Flight MH370
Possible path of missing Flight MH370Google Map

Malaysian Prime Minister Najib Razak told reporters on Saturday that the investigation has diverted focus on the safety of the crew and passengers on-board the missing Flight 370, hinting strongly that it had been hijacked.

Citing military sources, Razak said that someone must have deliberately disabled the transponders on the plane, which carried 239 people on board. "Despite media speculation that the plane was hijacked, I wish to be very clear that all possibilities are being investigated," he added.

The Prime Minister went on to say that search operations will focus on two possible corridors - northern and southern corridors - and that search in the South China Sea would end.

The northern corridor covers areas from northern Thailand to the border of Kazakhstan and Turkmenistan, and the southern corridor extends from Indonesia to the southern Indian Ocean.

This revelation on the possible path of the missing plane has given rise to further speculation that it could have been flown to Pakistan. The northern corridor, which includes Kazakhstan and Turkmenistan, is not far away from southern Pakistan, which happens to be a hotbed of terrorism.

However, Malaysian authorities have said that they are still unable to confirm the exact location of the plane.

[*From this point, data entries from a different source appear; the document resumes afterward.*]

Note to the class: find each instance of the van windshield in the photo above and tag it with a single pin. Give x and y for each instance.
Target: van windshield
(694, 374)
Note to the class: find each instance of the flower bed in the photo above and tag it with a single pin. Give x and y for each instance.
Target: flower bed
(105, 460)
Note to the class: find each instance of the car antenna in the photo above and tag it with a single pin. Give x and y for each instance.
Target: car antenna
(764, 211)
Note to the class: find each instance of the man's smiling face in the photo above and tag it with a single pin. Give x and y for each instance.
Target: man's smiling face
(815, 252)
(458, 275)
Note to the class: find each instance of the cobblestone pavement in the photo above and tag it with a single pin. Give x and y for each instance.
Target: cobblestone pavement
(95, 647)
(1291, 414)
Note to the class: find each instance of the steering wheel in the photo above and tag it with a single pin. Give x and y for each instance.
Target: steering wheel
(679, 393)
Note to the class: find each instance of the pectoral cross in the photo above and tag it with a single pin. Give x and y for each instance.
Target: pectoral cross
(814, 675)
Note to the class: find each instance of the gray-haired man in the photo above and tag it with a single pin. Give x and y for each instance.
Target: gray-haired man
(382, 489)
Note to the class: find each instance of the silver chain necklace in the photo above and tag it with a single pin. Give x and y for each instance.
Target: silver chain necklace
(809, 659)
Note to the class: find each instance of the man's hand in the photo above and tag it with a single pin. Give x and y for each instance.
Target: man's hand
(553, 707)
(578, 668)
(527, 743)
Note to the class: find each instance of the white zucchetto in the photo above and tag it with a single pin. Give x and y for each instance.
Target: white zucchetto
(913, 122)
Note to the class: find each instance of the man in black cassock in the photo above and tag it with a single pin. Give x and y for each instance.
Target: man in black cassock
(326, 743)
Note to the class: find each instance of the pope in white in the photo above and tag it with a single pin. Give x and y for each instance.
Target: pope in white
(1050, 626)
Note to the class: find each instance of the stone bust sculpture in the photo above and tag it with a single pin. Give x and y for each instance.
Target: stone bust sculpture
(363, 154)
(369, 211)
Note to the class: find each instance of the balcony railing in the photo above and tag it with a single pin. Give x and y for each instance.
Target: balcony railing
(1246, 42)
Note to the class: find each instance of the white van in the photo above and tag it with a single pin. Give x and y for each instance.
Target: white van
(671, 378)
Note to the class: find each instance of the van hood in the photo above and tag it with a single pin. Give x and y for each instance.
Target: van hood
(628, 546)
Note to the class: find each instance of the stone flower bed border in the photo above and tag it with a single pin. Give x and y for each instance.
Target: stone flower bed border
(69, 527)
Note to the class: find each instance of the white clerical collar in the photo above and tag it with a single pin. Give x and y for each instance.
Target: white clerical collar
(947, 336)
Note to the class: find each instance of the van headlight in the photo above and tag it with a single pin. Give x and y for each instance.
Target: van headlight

Razak avoided many questions posed by journalists. However, citing varied military and satellite data, he revealed that satellite signals suggested that the plane flew for several hours after it lost radar contact. This development indicates that the plane had flown thousands of miles away from what was earlier reported to have been the last point of contact.

Malaysian Flight MH370 carrying 239 people on-board went missing after it lost contact with the ground on 8 March, just an hour into its journey from Kuala Lumpur to Beijing. Several theories, including those of crash and hijacking, did the rounds even as international communities extended their help in the search operations.